Scanning Classification

The previous classifier was built for multi-classifier subscriptions which are strictly hierarchical, this classifier is useful if there are overlapping classifiers which cover various parts of the event space without forming a hierarchy. It can be compared to tuning in on (possibly multiple) radio stations by geographical reachability (for old-school radio-wave transmission). The abstract members for this classifier are:

  • public int compareClassifiers(C a, C b) is needed for determining matching classifiers and storing them in an ordered collection.
  • public int compareSubscribers(S a, S b) is needed for storing subscribers in an ordered collection.
  • public boolean matches(C classifier, E event) determines whether a given classifier shall match a given event; it is invoked for each subscription for all received events, hence the name of the classifier.
  • public void publish(E event, S subscriber) will be invoked for each event for all subscribers which registered themselves for a classifier matching this event.

This classifier takes always a time which is proportional to the number of subscriptions, independent of how many actually match.

Actor Classification

This classification has been developed specifically for implementing DeathWatch: subscribers as well as classifiers are of type ActorRef.

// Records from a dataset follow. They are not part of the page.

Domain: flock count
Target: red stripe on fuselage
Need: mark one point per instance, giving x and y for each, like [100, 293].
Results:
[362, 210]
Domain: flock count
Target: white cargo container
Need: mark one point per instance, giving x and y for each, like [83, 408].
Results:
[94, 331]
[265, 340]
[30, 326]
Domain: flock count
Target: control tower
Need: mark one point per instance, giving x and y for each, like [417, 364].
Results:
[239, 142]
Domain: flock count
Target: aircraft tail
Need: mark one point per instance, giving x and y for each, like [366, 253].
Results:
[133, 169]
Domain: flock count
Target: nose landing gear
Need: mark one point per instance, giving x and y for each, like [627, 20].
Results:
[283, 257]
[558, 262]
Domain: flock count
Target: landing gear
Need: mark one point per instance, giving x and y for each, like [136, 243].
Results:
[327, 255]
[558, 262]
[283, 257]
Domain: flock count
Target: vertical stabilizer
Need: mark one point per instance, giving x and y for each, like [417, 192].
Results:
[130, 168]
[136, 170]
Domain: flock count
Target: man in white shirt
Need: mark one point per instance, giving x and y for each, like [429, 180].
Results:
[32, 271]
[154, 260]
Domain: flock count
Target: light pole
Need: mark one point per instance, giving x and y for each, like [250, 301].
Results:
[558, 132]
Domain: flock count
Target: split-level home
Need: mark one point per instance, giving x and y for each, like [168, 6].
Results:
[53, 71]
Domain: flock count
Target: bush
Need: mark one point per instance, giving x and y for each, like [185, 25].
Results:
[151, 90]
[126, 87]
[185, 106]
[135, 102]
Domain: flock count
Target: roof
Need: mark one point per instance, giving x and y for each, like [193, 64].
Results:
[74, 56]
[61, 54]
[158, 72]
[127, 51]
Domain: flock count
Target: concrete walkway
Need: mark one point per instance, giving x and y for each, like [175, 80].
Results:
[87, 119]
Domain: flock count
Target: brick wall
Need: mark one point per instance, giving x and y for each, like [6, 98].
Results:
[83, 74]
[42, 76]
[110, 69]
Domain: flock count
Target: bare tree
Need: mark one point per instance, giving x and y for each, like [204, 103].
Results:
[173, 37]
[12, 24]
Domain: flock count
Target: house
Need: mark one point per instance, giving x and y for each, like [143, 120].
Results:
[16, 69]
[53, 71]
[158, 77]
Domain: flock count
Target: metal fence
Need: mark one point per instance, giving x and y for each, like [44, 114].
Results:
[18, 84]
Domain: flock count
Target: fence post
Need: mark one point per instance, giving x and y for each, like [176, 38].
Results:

The abstract members are

  • public ActorRef classify(E event) is used for extracting the classifier from the incoming events.
  • public int mapSize determines the initial size of the index data structure used internally (i.e. the expected number of different classifiers).

This classifier is still is generic in the event type, and it is efficient for all use cases.

Event Stream

The event stream is the main event bus of each actor system: it is used for carrying log messages and Dead Letters and may be used by the user code for other purposes as well. It uses Subchannel Classification which enables registering to related sets of channels (as is used for RemoteLifeCycleMessage). The following example demonstrates how a simple subscription works. Given a simple actor:

import akka.actor.Props;
import akka.actor.ActorRef;
import akka.actor.ActorSystem;
import akka.actor.UntypedActor;
import akka.actor.DeadLetter;
public static class DeadLetterActor extends UntypedActor {
  public void onReceive(Object message) {
    if (message instanceof DeadLetter) {
      System.out.println(message);
    }
  }
}

it can be subscribed like this:

final ActorSystem system = ActorSystem.create("DeadLetters");
final ActorRef actor = system.actorOf(new Props(DeadLetterActor.class));
system.eventStream().subscribe(actor, DeadLetter.class);

Default Handlers

Upon start-up the actor system creates and subscribes actors to the event stream for logging: these are the handlers which are configured for example in application.conf:

akka {
  event-handlers = ["akka.event.Logging$DefaultLogger"]
}

The handlers listed here by fully-qualified class name will be subscribed to all log event classes with priority higher than or equal to the configured log-level and their subscriptions are kept in sync when changing the log-level at runtime:

system.eventStream.setLogLevel(Logging.DebugLevel());

This means that log events for a level which will not be logged are typically not dispatched at all (unless manual subscriptions to the respective event class have been done)

Dead Letters

As described at Stopping actors, messages queued when an actor terminates or sent after its death are re-routed to the dead letter mailbox, which by default will publish the messages wrapped in DeadLetter. This wrapper holds the original sender, receiver and message of the envelope which was redirected.